Дверь с лязгом закрывается.
— Из Рединга… — устало вздыхает Атуэлл.
Глава 2
В соседних камерах
Проведя в камере всего несколько минут, я вдруг понимаю, что сегодня вечером не попаду домой и пропущу передачу, которую ждал всю неделю. Согласитесь, обидно, когда просто забываешь, что собирался посмотреть стоящую программу, а уж если ты прекрасно про нее помнишь и времени у тебя навалом, но вот не судьба — это просто нож по сердцу. Немного похоже на ситуацию, когда стоишь в очереди у банкомата и видишь, как от остановки отъезжает последний на сегодня автобус. Или того хлеще, из окошка этого самого автобуса замечаешь, что какой-то растяпа удаляется от банкомата, забыв забрать свои деньги. Бывало у меня и такое. Хотя, знаете, на этот случай, наверное, и придумана кнопка экстренного останова.
Я подхожу к двери и кричу Олли, который сидит в камере напротив:
— Эй, Ол, ты поставил таймер на запись «Вечера с Тревором Макдональдом»? Сегодня будет сюжет о грабителях.

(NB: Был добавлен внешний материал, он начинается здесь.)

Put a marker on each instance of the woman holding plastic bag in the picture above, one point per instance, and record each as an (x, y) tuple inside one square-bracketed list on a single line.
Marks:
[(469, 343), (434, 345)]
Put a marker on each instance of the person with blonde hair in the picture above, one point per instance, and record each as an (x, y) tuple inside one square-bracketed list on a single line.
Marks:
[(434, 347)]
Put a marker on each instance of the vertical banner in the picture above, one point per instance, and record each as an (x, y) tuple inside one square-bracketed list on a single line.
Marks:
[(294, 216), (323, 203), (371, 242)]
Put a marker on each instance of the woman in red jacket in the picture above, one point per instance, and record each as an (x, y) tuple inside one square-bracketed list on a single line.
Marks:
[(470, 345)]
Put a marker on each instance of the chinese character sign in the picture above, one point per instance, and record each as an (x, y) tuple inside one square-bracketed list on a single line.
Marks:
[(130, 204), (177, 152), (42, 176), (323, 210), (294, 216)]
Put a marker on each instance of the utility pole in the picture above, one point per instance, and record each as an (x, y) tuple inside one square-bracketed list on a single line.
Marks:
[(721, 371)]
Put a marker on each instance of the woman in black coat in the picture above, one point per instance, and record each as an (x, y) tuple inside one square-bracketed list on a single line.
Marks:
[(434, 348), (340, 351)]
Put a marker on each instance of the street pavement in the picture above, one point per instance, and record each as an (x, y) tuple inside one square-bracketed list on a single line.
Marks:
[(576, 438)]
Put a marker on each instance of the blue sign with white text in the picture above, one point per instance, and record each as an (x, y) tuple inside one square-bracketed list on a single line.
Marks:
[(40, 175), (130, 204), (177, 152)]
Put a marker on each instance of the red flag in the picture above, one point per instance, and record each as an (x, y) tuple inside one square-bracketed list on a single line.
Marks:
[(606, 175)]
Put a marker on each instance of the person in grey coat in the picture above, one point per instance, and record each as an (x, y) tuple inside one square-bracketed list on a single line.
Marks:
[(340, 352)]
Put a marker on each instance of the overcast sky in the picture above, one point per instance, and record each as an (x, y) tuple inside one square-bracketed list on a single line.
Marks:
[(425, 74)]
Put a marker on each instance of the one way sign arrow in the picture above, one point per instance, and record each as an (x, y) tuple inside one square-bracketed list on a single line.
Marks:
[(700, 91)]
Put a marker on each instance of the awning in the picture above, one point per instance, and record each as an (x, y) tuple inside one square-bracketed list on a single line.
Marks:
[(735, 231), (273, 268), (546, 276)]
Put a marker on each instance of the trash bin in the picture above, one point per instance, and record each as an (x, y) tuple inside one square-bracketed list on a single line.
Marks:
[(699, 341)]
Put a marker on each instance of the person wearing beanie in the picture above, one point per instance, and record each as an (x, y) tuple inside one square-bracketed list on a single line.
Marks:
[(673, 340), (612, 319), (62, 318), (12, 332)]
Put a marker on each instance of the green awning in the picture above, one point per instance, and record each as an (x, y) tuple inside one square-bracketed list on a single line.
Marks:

— Нет, забыл. А когда показывают? — кричит он в ответ.
Я беру короткую паузу, чтобы подумать, идиотничает мой друг или нет, потом напоминаю:
— Сегодня.
— Тогда точно забыл. Вот так всегда: полгода обсасывают темы про матерей-одиночек и службу здравоохранения, потом в кои-то веки выстреливает интересная тема, а нас обоих нет дома.
Меня осеняет: еще не все потеряно! Я спрашиваю у Олли, может ли Белинда записать передачу.
— В принципе может, если я ей об этом скажу, только, извини, ее сейчас рядом со мной нет, — кривляется этот гороховый шут.
— Знаю, что нет, осел! Ты забыл, что у каждого из нас есть право на телефонный звонок? Я наберу Чарли, а ты позвони Белинде и попроси записать программу.
Олли кричит, что не против, и в этот момент к нам присоединяется третий собеседник:
— Ол, старина, это ты?
— Кто это?
— Это я, Роланд.
— Привет, Ролло, как дела? — подаю голос я.
— Да нормально, не жалуюсь. Забавно, что мы тут встретились, Ол, ведь…
Неожиданно в разговор вклинивается еще один, гораздо менее приятный голос:
— Что за треп? — Атуэлл проходит мимо камер и сердито стучит кулаком в двери.
— Мы просто болтаем, — объясняю я.
Железная форточка распахивается, Атуэлл сверлит меня своими маленькими глазками-буравчиками.
— А ну, прекращайте. Вас слышно на другом конце коридора.